A cart is moving horizontally along a straight line with constant speed `30 ms^-1.` A particle is to be fired vertically upwards from the moving cart in such a way that it returns to the cart at the same point from where it was projected after the cart has moved `80 m.` At what speed (relative to the cart) must the projectile be fired? (Take `g = 10 ms^-2`)

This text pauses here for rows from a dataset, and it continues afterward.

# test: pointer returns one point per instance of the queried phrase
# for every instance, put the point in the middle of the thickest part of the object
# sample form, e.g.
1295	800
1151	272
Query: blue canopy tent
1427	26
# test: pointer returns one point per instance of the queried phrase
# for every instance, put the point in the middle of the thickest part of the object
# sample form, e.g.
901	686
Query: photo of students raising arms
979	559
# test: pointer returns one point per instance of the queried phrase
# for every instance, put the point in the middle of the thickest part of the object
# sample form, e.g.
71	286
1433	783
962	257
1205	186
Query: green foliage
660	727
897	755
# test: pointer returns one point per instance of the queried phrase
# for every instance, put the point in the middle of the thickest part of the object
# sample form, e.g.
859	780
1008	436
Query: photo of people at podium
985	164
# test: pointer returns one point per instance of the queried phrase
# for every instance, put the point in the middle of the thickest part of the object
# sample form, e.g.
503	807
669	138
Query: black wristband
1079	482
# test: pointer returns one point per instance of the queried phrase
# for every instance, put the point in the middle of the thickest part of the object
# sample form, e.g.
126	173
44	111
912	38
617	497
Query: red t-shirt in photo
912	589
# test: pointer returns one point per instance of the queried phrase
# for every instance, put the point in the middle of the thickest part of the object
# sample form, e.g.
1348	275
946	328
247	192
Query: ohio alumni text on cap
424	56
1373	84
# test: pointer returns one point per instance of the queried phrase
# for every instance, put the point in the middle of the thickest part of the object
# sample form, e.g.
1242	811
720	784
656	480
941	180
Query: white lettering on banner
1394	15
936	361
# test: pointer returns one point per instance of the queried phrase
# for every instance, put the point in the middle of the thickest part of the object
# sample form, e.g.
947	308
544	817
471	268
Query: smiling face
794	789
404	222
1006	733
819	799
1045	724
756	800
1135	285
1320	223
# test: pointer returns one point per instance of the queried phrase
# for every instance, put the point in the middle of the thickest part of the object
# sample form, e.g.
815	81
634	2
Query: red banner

To solve the problem, we need to determine the speed at which a particle must be fired vertically upward from a cart moving horizontally at a constant speed of \(30 \, \text{m/s}\), so that it returns to the same point on the cart after the cart has moved \(80 \, \text{m}\). ### Step-by-Step Solution: 1. **Calculate the time taken by the cart to cover 80 m**: The time taken by the cart can be calculated using the formula: \[ \text{Time} = \frac{\text{Distance}}{\text{Speed}} \] Here, the distance is \(80 \, \text{m}\) and the speed of the cart is \(30 \, \text{m/s}\). \[ \text{Time} = \frac{80 \, \text{m}}{30 \, \text{m/s}} = \frac{8}{3} \, \text{s} \] 2. **Determine the time for the projectile's motion**: The projectile must return to the cart after the cart has moved \(80 \, \text{m}\). Therefore, the total time of flight for the projectile is also \(\frac{8}{3} \, \text{s}\). 3. **Split the time of flight into ascent and descent**: Since the time taken to go up is equal to the time taken to come down, we can divide the total time by 2: \[ \text{Time to go up} = \text{Time to come down} = \frac{4}{3} \, \text{s} \] 4. **Use the kinematic equation to find the initial velocity**: We can use the kinematic equation: \[ v = u + at \] where: - \(v\) is the final velocity (which is \(0 \, \text{m/s}\) at the peak of the projectile's motion), - \(u\) is the initial velocity (which we need to find), - \(a\) is the acceleration (which is \(-g = -10 \, \text{m/s}^2\)), - \(t\) is the time taken to reach the peak (\(\frac{4}{3} \, \text{s}\)). Rearranging the equation to solve for \(u\): \[ 0 = u - 10 \times \frac{4}{3} \] \[ u = 10 \times \frac{4}{3} = \frac{40}{3} \, \text{m/s} \] 5. **Conclusion**: The initial speed at which the projectile must be fired relative to the cart is \(\frac{40}{3} \, \text{m/s}\). ### Final Answer: The speed at which the projectile must be fired relative to the cart is \(\frac{40}{3} \, \text{m/s}\).